The first and most important reason for the change is that I want to make sure that I am consistently posting high-quality material. Central to that goal is writing posts with enough lead time that I can make revisions without running into the deadline. Up until now, I have largely written these posts the day they go live, so I often found myself working well into the evening, desperately hoping that it would technically still be Monday somewhere in the world by the time I finished. Unfortunately, there have been a few posts where even that was not enough - posts where I found myself deciding whether to post something I wasn't proud of, or post nothing at all.
Changing to a two-week schedule will improve this situation specifically because I am not changing the frequency with which I write these posts. Initially there may be some awkwardness as I adjust to the new process, but the goal of this change is use the momentum of generating weekly posts to (finally) create a buffer of content. Over time, this buffer should create opportunities to revise/cut posts well in advance of them going up on the site.
As I've mentioned previously, writing a post on Monday has helped my project, particularly when I use it to document my plans or reflect on recent work. Since I wrote that, however, my process has changed: I typically pick my topic before Monday itself, so I generally do no actual planning on Mondays anymore. As such, writing on Mondays has become something of a detriment to my process - particularly so when I have unfinshed tasks from the previous workday. Once I've got a few posts in my buffer, I'd like to experiment with writing on different days, to see if there's any one that is as valuable to my process as Mondays were in the past.

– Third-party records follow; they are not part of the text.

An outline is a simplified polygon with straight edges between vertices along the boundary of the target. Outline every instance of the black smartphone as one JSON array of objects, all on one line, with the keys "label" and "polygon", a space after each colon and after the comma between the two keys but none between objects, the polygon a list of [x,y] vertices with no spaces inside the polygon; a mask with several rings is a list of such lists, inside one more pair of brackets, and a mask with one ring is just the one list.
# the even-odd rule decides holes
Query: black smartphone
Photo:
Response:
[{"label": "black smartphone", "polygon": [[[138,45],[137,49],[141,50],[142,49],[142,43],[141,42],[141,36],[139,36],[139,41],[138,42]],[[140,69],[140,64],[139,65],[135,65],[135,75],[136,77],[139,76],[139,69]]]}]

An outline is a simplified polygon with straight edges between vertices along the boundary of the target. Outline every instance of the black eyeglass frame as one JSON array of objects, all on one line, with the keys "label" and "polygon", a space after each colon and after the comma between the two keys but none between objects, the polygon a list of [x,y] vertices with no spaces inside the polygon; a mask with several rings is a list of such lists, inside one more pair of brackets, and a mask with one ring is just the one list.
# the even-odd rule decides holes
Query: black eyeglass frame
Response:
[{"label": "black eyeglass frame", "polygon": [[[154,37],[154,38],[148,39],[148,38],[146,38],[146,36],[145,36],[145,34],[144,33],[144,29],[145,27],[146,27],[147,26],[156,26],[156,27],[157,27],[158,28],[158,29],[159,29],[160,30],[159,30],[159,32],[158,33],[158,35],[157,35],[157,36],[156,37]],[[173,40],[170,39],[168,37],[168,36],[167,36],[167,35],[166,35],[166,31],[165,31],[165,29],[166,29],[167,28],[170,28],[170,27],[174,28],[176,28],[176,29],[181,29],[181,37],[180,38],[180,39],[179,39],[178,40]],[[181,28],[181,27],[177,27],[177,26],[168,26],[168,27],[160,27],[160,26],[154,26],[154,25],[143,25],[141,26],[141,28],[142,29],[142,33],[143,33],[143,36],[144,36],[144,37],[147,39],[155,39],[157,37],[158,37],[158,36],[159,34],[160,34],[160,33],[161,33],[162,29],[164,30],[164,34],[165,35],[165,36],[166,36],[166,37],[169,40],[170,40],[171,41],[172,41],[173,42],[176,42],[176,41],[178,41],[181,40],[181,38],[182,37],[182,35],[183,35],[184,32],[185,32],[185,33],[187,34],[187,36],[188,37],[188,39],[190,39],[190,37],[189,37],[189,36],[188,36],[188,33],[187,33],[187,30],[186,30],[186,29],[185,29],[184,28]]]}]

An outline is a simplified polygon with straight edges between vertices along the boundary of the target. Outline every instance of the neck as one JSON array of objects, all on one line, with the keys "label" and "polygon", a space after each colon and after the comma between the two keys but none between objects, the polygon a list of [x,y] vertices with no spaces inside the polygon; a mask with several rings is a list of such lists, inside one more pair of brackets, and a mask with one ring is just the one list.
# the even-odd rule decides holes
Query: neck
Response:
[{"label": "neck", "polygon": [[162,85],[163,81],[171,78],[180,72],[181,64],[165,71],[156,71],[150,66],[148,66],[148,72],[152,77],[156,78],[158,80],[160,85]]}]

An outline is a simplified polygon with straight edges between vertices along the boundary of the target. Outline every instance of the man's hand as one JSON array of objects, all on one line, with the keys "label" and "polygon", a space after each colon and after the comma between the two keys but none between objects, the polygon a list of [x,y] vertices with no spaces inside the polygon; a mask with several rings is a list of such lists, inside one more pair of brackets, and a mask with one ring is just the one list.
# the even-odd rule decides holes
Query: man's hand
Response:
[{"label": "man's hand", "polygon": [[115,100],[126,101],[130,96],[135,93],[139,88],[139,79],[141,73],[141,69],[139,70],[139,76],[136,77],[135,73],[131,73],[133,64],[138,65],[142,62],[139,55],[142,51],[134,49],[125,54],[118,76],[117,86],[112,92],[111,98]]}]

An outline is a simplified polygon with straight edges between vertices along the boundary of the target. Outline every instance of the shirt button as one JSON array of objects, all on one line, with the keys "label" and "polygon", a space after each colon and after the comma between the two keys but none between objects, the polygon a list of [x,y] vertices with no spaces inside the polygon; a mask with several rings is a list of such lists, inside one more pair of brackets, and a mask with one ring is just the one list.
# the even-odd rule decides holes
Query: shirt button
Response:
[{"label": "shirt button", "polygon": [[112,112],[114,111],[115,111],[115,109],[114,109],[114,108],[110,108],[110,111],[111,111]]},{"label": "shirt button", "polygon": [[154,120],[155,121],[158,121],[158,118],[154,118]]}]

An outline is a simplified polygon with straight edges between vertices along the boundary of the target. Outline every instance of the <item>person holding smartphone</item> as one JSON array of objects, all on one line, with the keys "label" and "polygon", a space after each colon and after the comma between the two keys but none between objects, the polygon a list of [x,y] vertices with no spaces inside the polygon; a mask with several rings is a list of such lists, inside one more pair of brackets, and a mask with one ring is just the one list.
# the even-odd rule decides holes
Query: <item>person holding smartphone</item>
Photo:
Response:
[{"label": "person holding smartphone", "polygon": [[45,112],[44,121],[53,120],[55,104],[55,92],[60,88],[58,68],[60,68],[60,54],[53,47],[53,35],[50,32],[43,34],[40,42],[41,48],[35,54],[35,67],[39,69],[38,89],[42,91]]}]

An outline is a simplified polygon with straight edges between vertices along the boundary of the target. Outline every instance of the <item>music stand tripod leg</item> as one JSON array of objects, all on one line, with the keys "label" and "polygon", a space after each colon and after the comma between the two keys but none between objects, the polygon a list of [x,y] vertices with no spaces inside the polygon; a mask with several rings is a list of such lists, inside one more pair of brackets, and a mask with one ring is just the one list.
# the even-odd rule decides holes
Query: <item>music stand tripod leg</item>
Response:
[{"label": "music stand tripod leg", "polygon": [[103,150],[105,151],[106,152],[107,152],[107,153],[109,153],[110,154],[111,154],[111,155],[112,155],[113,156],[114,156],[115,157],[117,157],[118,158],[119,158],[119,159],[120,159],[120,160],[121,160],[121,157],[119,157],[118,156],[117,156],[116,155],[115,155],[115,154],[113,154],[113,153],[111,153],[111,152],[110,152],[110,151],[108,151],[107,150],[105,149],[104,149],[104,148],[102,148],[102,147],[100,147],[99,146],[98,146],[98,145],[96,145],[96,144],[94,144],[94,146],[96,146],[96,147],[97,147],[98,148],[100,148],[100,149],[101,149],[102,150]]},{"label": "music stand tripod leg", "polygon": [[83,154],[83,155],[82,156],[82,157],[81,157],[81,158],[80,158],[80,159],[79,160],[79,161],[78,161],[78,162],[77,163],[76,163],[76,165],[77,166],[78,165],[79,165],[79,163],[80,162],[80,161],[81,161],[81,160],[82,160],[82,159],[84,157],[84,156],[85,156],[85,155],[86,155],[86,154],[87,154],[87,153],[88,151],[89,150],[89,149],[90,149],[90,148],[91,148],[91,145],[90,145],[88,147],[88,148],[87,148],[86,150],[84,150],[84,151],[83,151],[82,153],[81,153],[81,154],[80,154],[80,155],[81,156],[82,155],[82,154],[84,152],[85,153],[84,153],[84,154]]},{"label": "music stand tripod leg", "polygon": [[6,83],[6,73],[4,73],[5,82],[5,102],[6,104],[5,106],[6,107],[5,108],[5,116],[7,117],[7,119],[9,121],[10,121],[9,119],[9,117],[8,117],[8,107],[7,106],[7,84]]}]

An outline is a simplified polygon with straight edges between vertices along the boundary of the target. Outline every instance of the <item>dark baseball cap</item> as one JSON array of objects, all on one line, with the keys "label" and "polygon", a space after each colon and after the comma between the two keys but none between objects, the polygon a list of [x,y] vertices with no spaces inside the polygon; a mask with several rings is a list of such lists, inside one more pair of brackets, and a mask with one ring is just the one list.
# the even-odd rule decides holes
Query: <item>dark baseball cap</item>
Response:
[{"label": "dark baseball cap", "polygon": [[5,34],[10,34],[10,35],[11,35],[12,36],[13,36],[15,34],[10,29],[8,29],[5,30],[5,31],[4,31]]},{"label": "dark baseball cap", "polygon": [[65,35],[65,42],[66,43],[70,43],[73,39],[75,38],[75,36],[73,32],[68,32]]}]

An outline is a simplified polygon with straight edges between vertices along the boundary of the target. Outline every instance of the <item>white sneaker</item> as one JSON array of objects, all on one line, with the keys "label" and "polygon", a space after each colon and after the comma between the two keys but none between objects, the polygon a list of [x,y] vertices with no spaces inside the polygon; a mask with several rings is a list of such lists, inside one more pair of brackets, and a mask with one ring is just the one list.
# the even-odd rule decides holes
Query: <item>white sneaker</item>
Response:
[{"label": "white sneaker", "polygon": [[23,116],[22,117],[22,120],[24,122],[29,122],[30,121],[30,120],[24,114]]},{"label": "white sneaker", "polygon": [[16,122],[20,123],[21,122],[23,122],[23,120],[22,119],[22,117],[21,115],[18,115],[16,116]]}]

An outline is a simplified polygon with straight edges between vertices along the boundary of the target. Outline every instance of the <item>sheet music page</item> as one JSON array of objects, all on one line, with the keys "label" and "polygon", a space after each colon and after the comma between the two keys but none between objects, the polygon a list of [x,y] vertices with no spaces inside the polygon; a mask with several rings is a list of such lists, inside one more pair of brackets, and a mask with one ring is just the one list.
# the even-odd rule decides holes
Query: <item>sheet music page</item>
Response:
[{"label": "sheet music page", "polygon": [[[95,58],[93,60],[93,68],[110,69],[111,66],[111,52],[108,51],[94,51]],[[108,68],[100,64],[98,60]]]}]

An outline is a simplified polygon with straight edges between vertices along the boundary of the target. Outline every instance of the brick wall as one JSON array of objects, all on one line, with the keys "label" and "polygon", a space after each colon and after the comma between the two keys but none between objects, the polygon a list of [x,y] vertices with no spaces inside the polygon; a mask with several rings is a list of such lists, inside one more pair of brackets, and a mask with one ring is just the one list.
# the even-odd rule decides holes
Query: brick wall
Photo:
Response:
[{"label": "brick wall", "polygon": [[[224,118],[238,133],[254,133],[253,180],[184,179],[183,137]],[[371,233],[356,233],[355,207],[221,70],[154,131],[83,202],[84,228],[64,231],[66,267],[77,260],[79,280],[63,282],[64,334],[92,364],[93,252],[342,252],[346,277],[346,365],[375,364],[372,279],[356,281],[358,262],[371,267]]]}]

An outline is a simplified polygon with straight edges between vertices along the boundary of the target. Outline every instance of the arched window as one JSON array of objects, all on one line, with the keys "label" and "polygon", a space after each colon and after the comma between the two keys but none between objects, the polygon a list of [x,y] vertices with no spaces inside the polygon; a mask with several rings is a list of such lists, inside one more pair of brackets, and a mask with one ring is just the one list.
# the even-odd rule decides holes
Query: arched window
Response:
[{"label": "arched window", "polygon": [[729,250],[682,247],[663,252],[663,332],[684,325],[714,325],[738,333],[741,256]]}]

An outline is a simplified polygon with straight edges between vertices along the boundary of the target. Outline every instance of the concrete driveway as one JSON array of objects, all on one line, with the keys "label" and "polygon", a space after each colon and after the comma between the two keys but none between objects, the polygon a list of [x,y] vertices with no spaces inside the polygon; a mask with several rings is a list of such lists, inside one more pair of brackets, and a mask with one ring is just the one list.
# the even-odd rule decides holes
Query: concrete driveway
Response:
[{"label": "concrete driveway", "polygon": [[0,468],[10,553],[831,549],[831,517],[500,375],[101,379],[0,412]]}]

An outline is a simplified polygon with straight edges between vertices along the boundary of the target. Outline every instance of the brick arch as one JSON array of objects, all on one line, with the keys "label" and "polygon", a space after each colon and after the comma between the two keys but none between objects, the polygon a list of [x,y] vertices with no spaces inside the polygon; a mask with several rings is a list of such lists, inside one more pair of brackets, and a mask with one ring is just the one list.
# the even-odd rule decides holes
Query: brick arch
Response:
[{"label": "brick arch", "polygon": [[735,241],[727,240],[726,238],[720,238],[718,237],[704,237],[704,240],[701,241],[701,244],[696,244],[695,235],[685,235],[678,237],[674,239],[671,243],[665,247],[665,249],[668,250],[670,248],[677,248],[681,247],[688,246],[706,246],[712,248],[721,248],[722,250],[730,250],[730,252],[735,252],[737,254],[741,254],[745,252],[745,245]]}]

One of the key insights that enables this change is that (outside of announcements), there's no actual benefit to posting content as soon as I write it. For the past three years, I've largely assumed that posting temporally accurate content (that is, when "last week" literally means last week) benefits you, the reader. This assumption was the main reason why I wrote most content the same day it went live, but, in hindsight, there was no real basis for it. While I am loathe to write and post precise temporal statements that are inaccurate*, I have little reason to be quite so precise. I've already leveraged terms like "recently" to hand-wave exactly when things happened - and, once I'm using a buffer, I expect such vague terms will be easier both for readers and myself.
Although I currently plan to write entries more often than they are actually posted, that won't need to go on forever. Eventually, I should have a large enough buffer to repurpose some of that time, and use it for other tasks. While I have plenty I'd like to do with this time, it's important that I don't plan out the details of this now: it will likely be several months before I have enough posts to completely switch over*.
It's been a long time coming, but I've finally figured out how best to change my posting schedule. Bi-weekly posts while still authoring on a weekly basis should finally start to build a buffer, and that buffer will provide the flexibility to reschedule the actual writing process itself. Eventually, a full buffer will enable additional benefits, but I don't want to get too far ahead of myself in this plan - for now, it is essential that I maintain the current pace of authoring - even if it takes a bit more time before you see it.